Simplified & Cost Effective Data Integration to Cloud

In the previous article, we talked about connecting data and analytics in a cloud first world. In this article, we will talk about a simple data integration workflow to the cloud. The workflow shows how IOPlane™ for Cloud can make leveraging the power of cloud for analytics highly simple.

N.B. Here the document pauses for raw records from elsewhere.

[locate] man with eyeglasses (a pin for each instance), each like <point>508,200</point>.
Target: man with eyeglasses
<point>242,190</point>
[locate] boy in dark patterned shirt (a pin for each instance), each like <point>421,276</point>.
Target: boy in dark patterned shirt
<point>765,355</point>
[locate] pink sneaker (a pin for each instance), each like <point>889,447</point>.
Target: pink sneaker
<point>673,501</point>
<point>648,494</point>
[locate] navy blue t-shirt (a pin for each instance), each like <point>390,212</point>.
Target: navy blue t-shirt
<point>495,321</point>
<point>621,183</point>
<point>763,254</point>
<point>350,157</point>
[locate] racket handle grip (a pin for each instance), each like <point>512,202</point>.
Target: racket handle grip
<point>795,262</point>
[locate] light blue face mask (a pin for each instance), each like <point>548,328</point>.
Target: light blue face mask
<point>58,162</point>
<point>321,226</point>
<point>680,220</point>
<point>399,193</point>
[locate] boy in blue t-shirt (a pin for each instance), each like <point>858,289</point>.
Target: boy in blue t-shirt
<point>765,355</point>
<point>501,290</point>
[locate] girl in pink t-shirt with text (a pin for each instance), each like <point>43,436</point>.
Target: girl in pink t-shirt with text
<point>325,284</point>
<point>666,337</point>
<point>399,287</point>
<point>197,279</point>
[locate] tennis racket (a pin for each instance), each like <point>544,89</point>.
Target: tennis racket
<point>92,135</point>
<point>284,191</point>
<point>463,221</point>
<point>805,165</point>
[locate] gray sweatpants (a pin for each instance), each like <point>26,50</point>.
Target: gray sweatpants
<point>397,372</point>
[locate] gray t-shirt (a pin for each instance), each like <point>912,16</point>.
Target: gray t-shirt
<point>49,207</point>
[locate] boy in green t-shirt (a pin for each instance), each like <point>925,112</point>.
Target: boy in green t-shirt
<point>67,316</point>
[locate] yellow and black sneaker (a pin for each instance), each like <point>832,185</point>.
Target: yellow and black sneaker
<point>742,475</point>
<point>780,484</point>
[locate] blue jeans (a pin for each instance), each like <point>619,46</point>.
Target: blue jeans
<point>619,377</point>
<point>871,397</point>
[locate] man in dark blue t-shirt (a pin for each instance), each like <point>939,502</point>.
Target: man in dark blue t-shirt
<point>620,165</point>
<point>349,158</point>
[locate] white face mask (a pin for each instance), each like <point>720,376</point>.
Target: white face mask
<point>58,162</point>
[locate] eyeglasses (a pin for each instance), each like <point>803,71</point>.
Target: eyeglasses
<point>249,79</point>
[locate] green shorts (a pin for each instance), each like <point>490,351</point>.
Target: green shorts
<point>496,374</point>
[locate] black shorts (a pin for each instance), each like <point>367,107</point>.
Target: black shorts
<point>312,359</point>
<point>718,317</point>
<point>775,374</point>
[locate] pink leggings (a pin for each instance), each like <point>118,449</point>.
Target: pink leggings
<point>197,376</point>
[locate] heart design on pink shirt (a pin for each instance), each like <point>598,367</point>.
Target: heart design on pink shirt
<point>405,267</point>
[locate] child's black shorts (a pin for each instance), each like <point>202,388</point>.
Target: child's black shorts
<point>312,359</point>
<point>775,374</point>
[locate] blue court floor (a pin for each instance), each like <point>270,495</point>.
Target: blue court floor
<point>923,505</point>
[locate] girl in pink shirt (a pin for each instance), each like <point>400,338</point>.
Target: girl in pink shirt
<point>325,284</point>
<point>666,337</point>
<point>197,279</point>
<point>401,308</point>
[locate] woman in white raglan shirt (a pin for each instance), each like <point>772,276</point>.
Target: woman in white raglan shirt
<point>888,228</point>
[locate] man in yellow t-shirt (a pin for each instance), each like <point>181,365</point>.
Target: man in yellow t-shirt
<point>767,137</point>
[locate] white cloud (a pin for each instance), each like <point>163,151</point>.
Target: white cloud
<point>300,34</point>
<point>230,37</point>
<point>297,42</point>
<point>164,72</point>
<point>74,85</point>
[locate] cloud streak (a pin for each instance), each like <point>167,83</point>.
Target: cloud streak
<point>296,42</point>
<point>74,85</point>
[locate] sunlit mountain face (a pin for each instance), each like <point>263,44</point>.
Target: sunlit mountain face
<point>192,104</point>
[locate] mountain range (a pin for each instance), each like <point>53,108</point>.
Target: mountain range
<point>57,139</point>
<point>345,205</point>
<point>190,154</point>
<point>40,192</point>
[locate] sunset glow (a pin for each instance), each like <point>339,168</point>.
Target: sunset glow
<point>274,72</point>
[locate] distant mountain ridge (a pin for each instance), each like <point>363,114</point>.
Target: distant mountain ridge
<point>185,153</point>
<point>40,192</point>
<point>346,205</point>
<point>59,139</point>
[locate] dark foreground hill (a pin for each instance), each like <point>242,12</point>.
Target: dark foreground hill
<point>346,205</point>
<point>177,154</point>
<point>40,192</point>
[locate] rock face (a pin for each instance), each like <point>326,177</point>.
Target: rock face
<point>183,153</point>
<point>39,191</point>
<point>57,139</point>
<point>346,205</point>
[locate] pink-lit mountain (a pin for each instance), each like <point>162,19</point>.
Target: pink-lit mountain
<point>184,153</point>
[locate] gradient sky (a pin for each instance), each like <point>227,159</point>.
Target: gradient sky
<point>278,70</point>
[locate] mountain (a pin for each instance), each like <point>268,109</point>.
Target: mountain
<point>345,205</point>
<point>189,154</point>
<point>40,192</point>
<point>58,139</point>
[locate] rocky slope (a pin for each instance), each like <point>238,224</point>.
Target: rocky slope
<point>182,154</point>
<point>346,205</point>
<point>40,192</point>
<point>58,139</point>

Consider that you have a bunch of csv (comma-separated-value) files, and assume they are too large to even open in MS Excel properly, let’s say containing 10 million records. This example can be considered a small Big-Data file (pardon the oxymoron here :-)). And we want an efficient way to query such files using cloud based analytics. The query should be server-less, hence we use technology like AWS Athena or S3 Select. In this particular example, we use S3 Select.

#[root@iopxvm1 ~]# ls -lh 10million.csv

-rw-r–r– 1 root root 1.2G Sep 3 07:34 10million.csv

We configure IOPlane™ for Cloud with the following:

1.    Source Path for csv files – A source path where csv files can be ingested/generated.

2.    Transformation script – To convert csv to parquet.

3.    Target Path for parquet file.

4.    AWS Target.

configuration for csv to parquet transformation

The transformation script takes the file from /iopxsource and writes the transformed file from csv to parquet into /iopxsource1. The transformation script uses the pandas and pyarrow library. The smart transformation reduces the space consumed by the 1.2GB file to 345 MB. Parquet format brings the power of compression and columnar layout to the file format.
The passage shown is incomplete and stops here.